Former AUTM head cautions exercising ‘march-in’ rights on Covid-related patents

Confiscating taxpayer-funded invention rights would damage the innovation ecosystem that has generated breakthrough therapies and enabled scientists to work so quickly on Covid-19.

This is the conclusion of Fred Reinhart, a past president of AUTM (Association of University Technology Managers), a patent licensing group that tracks data

Reinhart, who has served in technology transfer at the University of Massachusetts, the New England Medical Center and the University of Michigan, believes that well-intentioned groups, like Doctors Without Borders, which are urging governments to seize the patents on any coronavirus therapies that benefited from taxpayer-funded research, are misguided.

A Current Crisis

“Confiscating patents would damage the innovation ecosystem that has generated breakthrough therapies and enabled scientists to work so quickly on Covid-19,” he writes in STAT, a leading health, medicine and life sciences news publication owned by Boston Globe Media.

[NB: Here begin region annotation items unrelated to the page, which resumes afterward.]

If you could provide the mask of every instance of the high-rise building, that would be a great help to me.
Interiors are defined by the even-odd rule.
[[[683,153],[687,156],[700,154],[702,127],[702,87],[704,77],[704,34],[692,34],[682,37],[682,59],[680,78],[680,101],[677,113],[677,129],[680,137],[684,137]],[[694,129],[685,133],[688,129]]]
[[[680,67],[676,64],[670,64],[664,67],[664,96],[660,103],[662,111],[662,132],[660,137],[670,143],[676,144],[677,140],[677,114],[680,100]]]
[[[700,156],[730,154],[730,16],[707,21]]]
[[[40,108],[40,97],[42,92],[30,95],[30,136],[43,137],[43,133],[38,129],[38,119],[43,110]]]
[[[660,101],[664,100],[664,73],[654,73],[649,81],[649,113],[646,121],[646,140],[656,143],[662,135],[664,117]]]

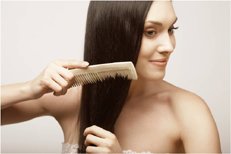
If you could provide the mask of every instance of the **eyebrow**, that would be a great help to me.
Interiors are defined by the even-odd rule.
[[[174,25],[176,23],[177,19],[178,18],[176,17],[176,19],[173,21],[173,23],[171,25]],[[158,21],[149,20],[149,21],[146,21],[146,22],[150,22],[150,23],[155,24],[155,25],[163,26],[163,24],[161,22],[158,22]]]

Gilead Life Sciences has said that it will donate enough doses of its experimental antiviral Remdesivir to treat 140,000 seriously ill patients. Johnson & Johnson promises that if its vaccine proves effective, it will provide 1 billion doses at cost. Other leading life-science companies have stepped up and exceeded the Open Covid Pledge, which Facebook, Amazon, HPE, Microsft and IBM have been among the tech giants to join. (Canon and Toyota joined this week.) Those with such expansive patent portfolios could have some patents that are useful in the Covid fight.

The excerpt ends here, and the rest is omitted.